There was notable concern about backdated holiday pay claims after the Employment Appeal Tribunal's decision in the case Bear Scotland v Fulton late last year. At the time, the government set up a task force to consider how to limit the impact of the decision on employers. The Deductions from Wages (Limitation) Regulations 2014 are the result of that review. These regulations:
- limit claims for deductions from wages to two years from the date of the deduction
- state that the Working Time Regulations 1998 do not give employees a contractual right to paid holiday.
Employees already have the right to claim for a series of deductions from their wages within three months of the latest deduction. In the Bear Scotland case the EAT decided that a gap of more than three months between any deductions for underpaid holiday in the series broke the chain, thereby limiting the employer’s liability. However, the EAT set no limit on how far back retrospective claims could stretch.

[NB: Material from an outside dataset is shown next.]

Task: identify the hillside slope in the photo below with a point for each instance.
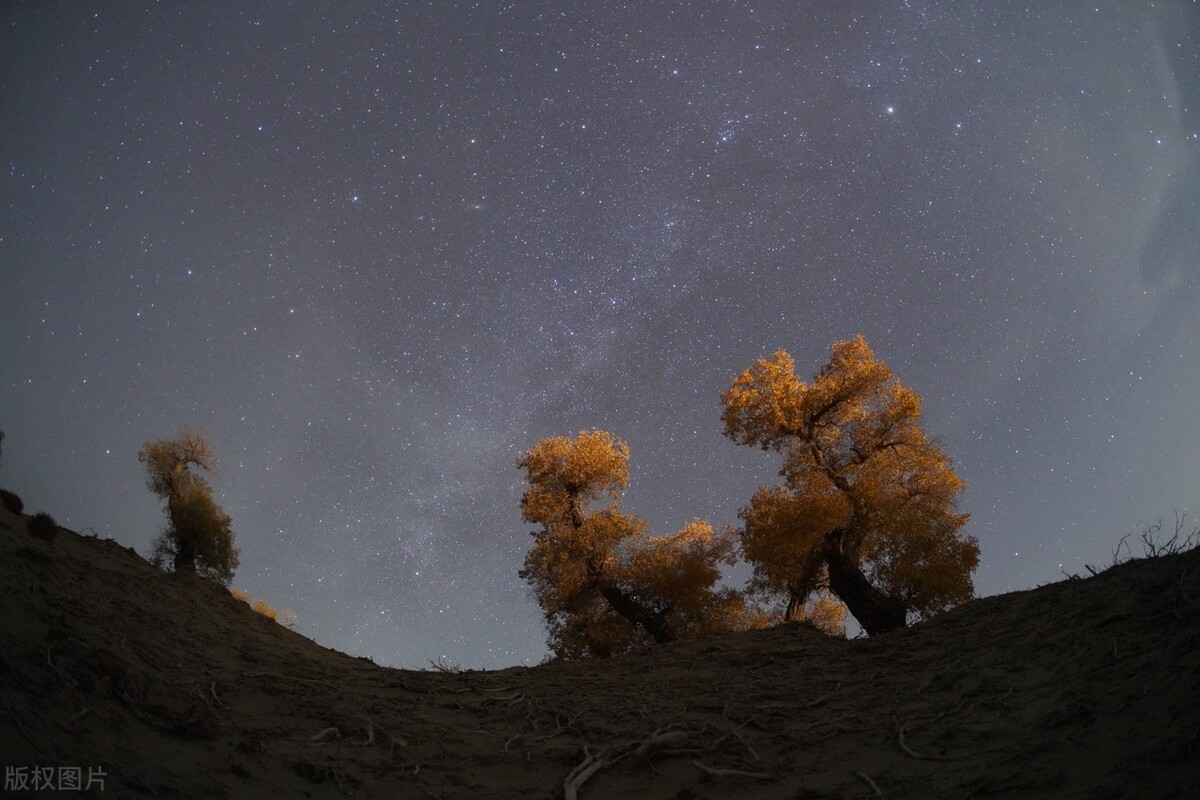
(1084, 689)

The new regulations will limit the period for backdated claims to two years from the date of the claim.
Limitations
The two year time limit only applies to claims made after 1 July 2015, so there is significant scope for employees to bring claims before this and avoid the limitation period. Given the publicity surrounding the Bear Scotland decision, and significant trade union involvement, this is a real risk for employers. It means that the usefulness of the new regulations is quite limited, in the short term, for underpaid holiday pay claims.
The new regulations also confirm that the Working Time Regulations 1998 do not give employees a contractual right to paid leave. This provision is intended to address the concern that employees could bring breach of contract claims for underpaid holiday pay in the civil courts where there is a six year time limit for such claims.

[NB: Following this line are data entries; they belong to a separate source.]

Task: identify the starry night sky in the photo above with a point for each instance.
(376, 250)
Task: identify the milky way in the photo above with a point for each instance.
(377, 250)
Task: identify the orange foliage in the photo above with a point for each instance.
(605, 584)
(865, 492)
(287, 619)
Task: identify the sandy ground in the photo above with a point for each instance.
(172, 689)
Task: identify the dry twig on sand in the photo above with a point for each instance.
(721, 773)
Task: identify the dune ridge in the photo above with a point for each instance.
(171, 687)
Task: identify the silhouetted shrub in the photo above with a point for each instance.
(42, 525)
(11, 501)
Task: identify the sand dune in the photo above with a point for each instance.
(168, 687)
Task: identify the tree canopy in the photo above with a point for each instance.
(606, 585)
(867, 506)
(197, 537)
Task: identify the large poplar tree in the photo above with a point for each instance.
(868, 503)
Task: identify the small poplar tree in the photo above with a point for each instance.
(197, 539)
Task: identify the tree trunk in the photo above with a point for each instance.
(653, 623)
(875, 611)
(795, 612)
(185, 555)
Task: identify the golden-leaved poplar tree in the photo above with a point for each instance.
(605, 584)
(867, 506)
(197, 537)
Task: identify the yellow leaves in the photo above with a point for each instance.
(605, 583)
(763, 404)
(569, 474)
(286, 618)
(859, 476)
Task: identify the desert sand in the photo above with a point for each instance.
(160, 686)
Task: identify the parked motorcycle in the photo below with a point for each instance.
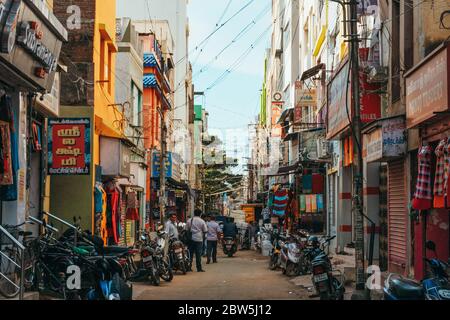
(434, 287)
(229, 245)
(177, 256)
(325, 280)
(278, 241)
(290, 255)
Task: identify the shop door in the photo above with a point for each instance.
(397, 217)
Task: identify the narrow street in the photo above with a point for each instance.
(243, 277)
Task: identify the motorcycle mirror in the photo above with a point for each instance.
(430, 245)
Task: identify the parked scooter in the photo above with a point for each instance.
(327, 284)
(435, 287)
(229, 245)
(278, 242)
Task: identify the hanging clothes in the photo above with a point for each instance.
(307, 183)
(280, 202)
(423, 195)
(6, 170)
(113, 211)
(9, 192)
(440, 175)
(132, 206)
(320, 206)
(318, 184)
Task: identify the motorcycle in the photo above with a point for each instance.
(434, 287)
(290, 255)
(177, 256)
(229, 246)
(161, 254)
(327, 284)
(278, 243)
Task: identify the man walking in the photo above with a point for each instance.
(171, 227)
(198, 229)
(212, 238)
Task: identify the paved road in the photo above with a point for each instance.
(243, 277)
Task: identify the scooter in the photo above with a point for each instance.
(435, 287)
(327, 284)
(275, 254)
(290, 258)
(229, 246)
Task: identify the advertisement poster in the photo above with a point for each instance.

However, this was always going to be a difficult argument for an employee to make. And the risk of breach of contract claims remains for any employers whose employment contracts incorporate the working time regulations, although these contracts are rare in practice. So the impact of this change is limited.
Challenge
The regulations do not apply to underpaid holiday pay alone. They apply to almost all claims of unauthorised deductions from wages, so the time limit cap will be helpful for employers in the longer term. But there are exceptions in the regulations: they don’t, for example, apply to the underpayment of statutory sick pay, statutory maternity pay and protective awards made by tribunals.
However, because of this there is a risk that the enforceability of the new regulations will be challenged, on the basis that the government has acted beyond its powers in applying them to most claims for unlawful deduction from wages and not just holiday pay. The right to holiday pay comes from European law and the government is entitled to make regulations to fulfil an EU obligation. However, most unlawful deductions claims are unrelated to EU law, and the right not to suffer an lawful deduction from wages is set out in primary UK legislation - the Employment Rights Act 1996. So, arguably, the new regulations have been made in excess of what the government is entitled to do under secondary legislation. If challenged, the government will have arguments to defend the new rules, but ultimately it is difficult to predict how the courts would view these arguments.
Action
While helpful, the new regulations do not significantly alter how employers should deal with the holiday pay issue. It is still important to check contracts to ensure that breach of contract claims are not possible. Employers should also assess the impact of the Bear Scotland decision on their holiday pay arrangements and calculations. If issues are identified, employers will need to decide how to manage that risk. If employers try to alter holiday pay arrangements now, this will provide a break in the chain and limit their liability for back payments. However, in some cases it may be worth not highlighting the issue until after 1 July 2015 when the two year time limit takes effect.